Amid Hawaii's volcanic eruption, drones and maps revealed hidden fissure

A volunteer team in Hawaii last month is thought to be the first to use drones to collect critical images and data from above a volcano during emergency response efforts.

Benjamin Freed
Bio
Benjamin Freed Technology Editor

Benjamin Freed is the technology editor for StateScoop, covering how states and cities make decisions about the technology that powers government s...

A still image taken from drone footage of Kilauea (CRASAR / Esri)

Lava moves slowly, but relentlessly. And pinpointing where it will flow is tricky. That's why about a week after the May 3 eruption of Hawaii's Kilauea volcano, a team from the Center for Robot-Assisted Search and Rescue, or CRASAR, a nonprofit volunteer group that surveys disaster sites with unmanned vehicles, shipped to the Big Island and started flying its aerial drones over the widening lava flows.

CRASAR, which was spun out of Texas A&M University about a decade ago, has sent unmanned ground and aerial vehicles into disaster zones around the world since first forming after the September 11 terrorist attacks. Since then, it's also surveyed hurricanes, wildfires, mudslides, mine collapses and the 2011 nuclear meltdown in Fukushima, Japan. Kilauea was the group's first volcano, and the first known instance, the group says, of small unmanned aircraft being used in an emergency response to a volcanic eruption anywhere in the world.

But the footage CRASAR collected in the 44 flights it made over the volcano have proved essential to Hawaii's response, especially the images it collected during one of its 16 nighttime operations, when manned aircraft were not allowed over the affected area. On one of those operations, the camera identified a new fissure that teams on the ground had not been able to spot. That fissure — now referred to by local authorities as Fissure 8 — has become one of the most active of the entire eruption, pumping lava through the community of Leilani Estates and toward the Pacific Ocean, where it has completely filled Kapoho Bay, a popular swimming and diving destination for tourists.

But raw footage doesn't do much to tell a worried public how it should respond to an unfolding emergency. So CRASAR partnered with the geospatial imaging company Esri to overlay its volcano images onto a satellite map that could then be used by Hawaii's civil defense agency in figuring out who needed to be evacuated next. So far, the volcano has destroyed between 600 and 700 buildings, including the home of Big Island Mayor Harry Kim, while another 2,000 people have been evacuated from their homes.

To track the lava's speed and start building the map, CRASAR's team positioned its drones over leading edge over a lava flow, pointed the camera straight down, and hovered over that position tracking its latitude or longitude, said Dave Merrick, the group's executive secretary. It repeated those steps about 20 to 30 minutes later to determine how fast the flow was moving. The drones were flown as low as 100 meters above the surface, which can reach temperatures of up to 1,400 degrees and ejects hazardous fumes.

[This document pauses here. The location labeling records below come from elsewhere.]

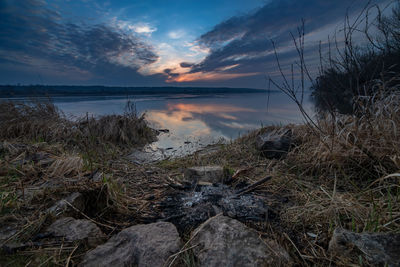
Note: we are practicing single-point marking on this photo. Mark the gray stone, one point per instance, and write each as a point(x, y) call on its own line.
point(222, 241)
point(140, 245)
point(378, 248)
point(62, 207)
point(274, 144)
point(6, 233)
point(77, 230)
point(210, 174)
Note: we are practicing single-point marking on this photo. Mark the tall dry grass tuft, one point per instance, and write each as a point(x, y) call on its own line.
point(37, 121)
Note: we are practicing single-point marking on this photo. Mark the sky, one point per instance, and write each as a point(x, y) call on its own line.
point(210, 43)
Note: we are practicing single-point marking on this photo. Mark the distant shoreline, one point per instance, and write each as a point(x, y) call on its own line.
point(9, 91)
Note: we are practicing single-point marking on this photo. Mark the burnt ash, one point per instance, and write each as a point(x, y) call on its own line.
point(187, 209)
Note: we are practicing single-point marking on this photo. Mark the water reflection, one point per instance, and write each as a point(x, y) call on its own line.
point(195, 120)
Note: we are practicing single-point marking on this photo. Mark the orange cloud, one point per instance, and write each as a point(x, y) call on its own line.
point(208, 76)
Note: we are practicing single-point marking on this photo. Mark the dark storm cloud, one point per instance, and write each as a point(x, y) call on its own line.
point(35, 38)
point(246, 40)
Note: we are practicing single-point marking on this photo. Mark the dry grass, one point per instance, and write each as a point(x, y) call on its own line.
point(345, 174)
point(41, 121)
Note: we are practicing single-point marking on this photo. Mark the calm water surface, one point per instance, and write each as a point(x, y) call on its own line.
point(192, 120)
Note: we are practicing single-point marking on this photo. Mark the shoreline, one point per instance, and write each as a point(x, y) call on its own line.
point(324, 183)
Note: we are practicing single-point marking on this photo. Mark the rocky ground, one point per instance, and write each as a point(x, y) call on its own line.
point(230, 205)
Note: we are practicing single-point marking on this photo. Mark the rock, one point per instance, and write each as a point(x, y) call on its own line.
point(381, 249)
point(62, 207)
point(7, 232)
point(274, 144)
point(187, 210)
point(77, 230)
point(210, 174)
point(139, 245)
point(222, 241)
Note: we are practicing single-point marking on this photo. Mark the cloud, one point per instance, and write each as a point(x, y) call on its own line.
point(177, 34)
point(144, 28)
point(38, 38)
point(186, 65)
point(242, 44)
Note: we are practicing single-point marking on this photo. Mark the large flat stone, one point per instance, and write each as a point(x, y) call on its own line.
point(222, 241)
point(274, 144)
point(63, 207)
point(140, 245)
point(77, 230)
point(208, 174)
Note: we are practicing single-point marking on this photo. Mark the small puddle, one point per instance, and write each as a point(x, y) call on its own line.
point(169, 146)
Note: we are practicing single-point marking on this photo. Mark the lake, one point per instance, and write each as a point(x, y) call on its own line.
point(193, 121)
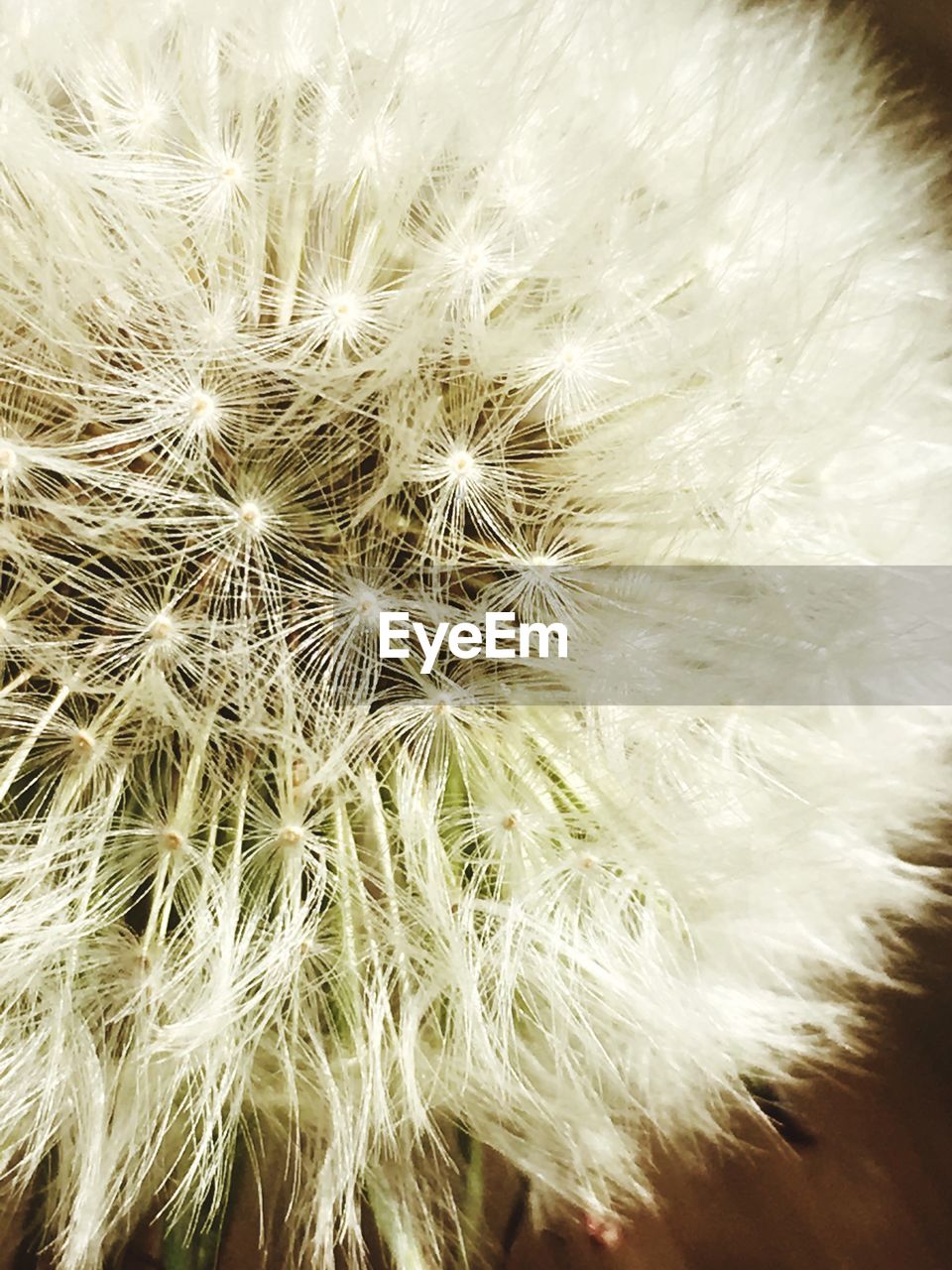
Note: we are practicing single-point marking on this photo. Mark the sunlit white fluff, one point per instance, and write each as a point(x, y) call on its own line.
point(295, 294)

For Esri, opening its mapping software to the CRASAR team was a continuation of a partnership formed last year when Hurricane Harvey bore down on Texas. The company supplies governments with maps designed to be updated in as close to real time as possible, which becomes more urgent during an emergency.

"Our side is really to help [CRASAR] process those images so those first responders can access that information and make better decisions," said Ryan Lanclos, the head of Esri's public safety team.

CRASAR uploaded its 360-degree footage to Esri's cloud, where it was then integrated with map layers showing roads and structures, creating an updated look at the volcano zone that could then be used by Hawaii Civil Defense. A research group from the University of Hawaii at Hilo also contributed footage. From there, officials could show a map of lava flows and evacuation routes to a population hungry for information about where the volcano might next hit.

"Time is of the essence, especially when the evacuations start coming in," Lanclos said. "And everyone's going to hit the site."

Lanclos pointed to maps the company created last year after Hurricane Irma in Florida and Hurricane Maria in Puerto Rico, which he said had "an astronomical number of hits."

While the CRASAR volunteers are well-practiced after nearly two decades of surveying all kinds of disaster sites, Kilauea still astounded them.

"We'd done almost every kind of world event except a volcano," said CRASAR's president, Justin Adams. "Just the breadth of seeing nature as I've never seen it before. It doesn't care what's in front of it, it just takes it away."